第4話 降臨

いよいよね・・・

太陽が完全に月の影へと完全に隠れた。

その瞬間、一条の光がサッと天から地へと落ちてくる。

「天から光の筋が・・・なんと美しい光景なのでしょう」

シャリア小さな呟きが私の耳に聞こえて来た。

フフフ

普段は無感情とも言われるぐらい感情を殆ど表に出す事の無いシャリアが、私の横で呆けた顔をしているのが面白い。

しかし、これが伝え聞いていた御使い様の降臨ですか・・・・なんて美しいのでしょう。

天から射す光は徐々に太くなり、世界を眩いひかりで覆った。

「う、眩しい」

周囲が一瞬で真っ白な世界に変わる。

私は黒いガラス板で目を覆うと、光の中心部を凝視した。

周囲に広がった光は円を描き、徐々に小さな光の輪となり中心へと収まってゆく。

そして、中心へと収まった光は、一本の細い光を天に伸ばして消えた。

ほうっ・・

思わずため息が出てしまう。

これが御使い様の降臨なのね。

恐らく、光の収束した場所こそが御使い様の降臨した場所だ。

方角はここから北北西だろうか?

周囲を見渡してみたけれど、薄暗いままだ。

まだ完全に日食が終わっていないからだろう。

黒いガラス越しに太陽を見ると、太陽が徐々に顔を出し始めている。

私は見張り台にいる観測班に声をかけた。

「観測班! 距離と方向は観測出来た?」

「はい、地図と照合しますので出立の準備をお願いします」

「判ったわ」

私は急いで見張り台から降りると、隊の者達に指示を出す。

「騎兵隊の者は全員騎乗して待機」

「「はっ」」

隊の者達は私の指示を受け、全員が慌ただしく動き出した。

ん、これで位置を特定出来ればすぐにでも出立出来るわね。

監視塔の下へと戻ると、辺りがすっかり明るくなっている事に気が付いた。

どうやら日食が終わったらしい。

「姫、こちらをご覧下さい」

観測員達が監視塔から降りて来てテーブルの上に地図を広げた。

「降臨の光の収束点はこの観測所から北北西の方向だと思われます」

観測員が地図の観測所を棒で指し示し、そこから北北西の方向に棒を置く。

「距離はどのぐらい?」

私の問いに別の観測員が答えた。

「三角測量の観測では、地図上のこの地点の辺りだと思われます」

観測員は棒の延長線上の地点に木の実を置いた。

「この地点だと城の北部地域の姉上の隊も城の父上の隊もかなり遠いし、私達の隊が一番近いみたいね」

「そうなります」

だとすると姉上には悪いけれど、御使い様のエスコートは私になりそうだ。

「この辺りは森かしら?」

簡易的な地図なのでこの辺りの地理に疎い私には、予測地点の地形が判らない。

「いいえ、かなり開けた平原があって中央に川が走っています。川沿いにウィンストンという街があり、観測地点はその少し先にある平原の辺りですね」

ウィンストン、聞いた事のある名前ね。

確か、王都と港町ヘスルを結ぶ街道の途中にある街だったかしら。

「そう、予測地点はウィンストンの街の向こう側なのね」

「はい」

「ルートは?」

「そこの道を少し東に行くとウィンストンへと続く街道に出ますので、そちらを通って行くと良いかと」

「時間はどのぐらいかかりそう?」

「うーん・・・2~3時間程だと思います」

高台の山道を馬車と一緒に移動するので、どうしても時間がかかってまうのは仕方がない。

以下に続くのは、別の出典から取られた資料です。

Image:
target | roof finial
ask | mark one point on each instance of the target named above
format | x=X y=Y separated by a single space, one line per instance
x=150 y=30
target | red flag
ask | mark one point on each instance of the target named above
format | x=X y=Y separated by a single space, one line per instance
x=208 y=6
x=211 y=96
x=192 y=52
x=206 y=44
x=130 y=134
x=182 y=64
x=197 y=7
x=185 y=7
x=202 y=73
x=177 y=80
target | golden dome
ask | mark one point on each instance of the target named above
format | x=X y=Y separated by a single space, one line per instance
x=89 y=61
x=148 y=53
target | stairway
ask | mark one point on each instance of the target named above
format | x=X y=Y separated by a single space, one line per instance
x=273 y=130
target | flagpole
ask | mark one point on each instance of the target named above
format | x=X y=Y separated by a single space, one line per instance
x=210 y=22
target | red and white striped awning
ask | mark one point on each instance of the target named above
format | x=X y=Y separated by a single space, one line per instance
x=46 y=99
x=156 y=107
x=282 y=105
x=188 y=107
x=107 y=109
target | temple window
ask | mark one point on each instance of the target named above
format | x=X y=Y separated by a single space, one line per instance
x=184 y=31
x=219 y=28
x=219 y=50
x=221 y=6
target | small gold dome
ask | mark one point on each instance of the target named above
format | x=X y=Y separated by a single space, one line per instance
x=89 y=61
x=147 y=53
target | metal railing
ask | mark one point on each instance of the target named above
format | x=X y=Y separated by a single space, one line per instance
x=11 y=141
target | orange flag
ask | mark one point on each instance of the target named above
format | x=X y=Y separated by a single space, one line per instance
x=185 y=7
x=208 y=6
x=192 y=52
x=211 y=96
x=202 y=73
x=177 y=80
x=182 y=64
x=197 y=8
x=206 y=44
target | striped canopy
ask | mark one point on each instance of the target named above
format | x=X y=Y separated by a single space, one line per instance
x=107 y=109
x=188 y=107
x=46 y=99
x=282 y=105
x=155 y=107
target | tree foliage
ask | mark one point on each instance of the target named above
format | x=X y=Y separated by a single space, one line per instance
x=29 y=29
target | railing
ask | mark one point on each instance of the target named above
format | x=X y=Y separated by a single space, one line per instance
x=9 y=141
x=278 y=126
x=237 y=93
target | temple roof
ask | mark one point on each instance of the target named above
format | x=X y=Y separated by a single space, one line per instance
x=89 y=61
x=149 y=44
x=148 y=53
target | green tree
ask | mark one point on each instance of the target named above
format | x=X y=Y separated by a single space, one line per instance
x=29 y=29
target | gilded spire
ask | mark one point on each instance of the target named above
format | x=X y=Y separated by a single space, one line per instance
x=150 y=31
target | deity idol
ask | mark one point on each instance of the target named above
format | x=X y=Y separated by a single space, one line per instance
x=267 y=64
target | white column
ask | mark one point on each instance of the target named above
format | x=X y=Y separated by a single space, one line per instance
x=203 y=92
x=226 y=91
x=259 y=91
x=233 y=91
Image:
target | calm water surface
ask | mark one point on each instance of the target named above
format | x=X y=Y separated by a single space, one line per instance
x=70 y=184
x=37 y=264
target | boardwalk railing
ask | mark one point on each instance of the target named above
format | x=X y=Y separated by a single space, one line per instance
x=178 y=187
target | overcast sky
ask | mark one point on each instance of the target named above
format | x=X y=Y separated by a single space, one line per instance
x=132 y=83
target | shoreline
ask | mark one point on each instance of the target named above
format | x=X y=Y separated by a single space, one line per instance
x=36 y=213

「・・・・・分かりました。そのルートで移動しましょう。観測班は荷物を纏めたら追って来て下さい」

「はっ」

私は観測員達の元を離れると騎兵隊の馬の列へと移動する。

シャリアが私の馬を用意して待っていてくれた。

私は馬に飛び乗ると騎兵隊の者達に声をかける。

「これから街道へ出てウィンストンの街へと移動します。私とシャリアで先行するから騎兵隊は馬車と一緒に後から付いて来て」

「お二人だけで先行するのは危険では? 魔物が出てきたらどうするのです」

私達が二人だけで先行する事に、騎兵隊の副隊長であるジルドが私に反対の意見を述べた。

「私達が到着するまでに、御使い様が魔獣と接触しないと言い切れるのですか?」

「それは・・・」

「私なんかの事よりも、御使い様の事を優先的に考えなさい」

私の事を心配して言ってくれているのだろうけれど、今はそんな事を言っている場合ではない。

「ハッ、分かりました」

「それじゃあ、出発するわよ」

騎兵隊をその場に残し、私はシャリアを伴ってウィンストンへ馬を走らせた。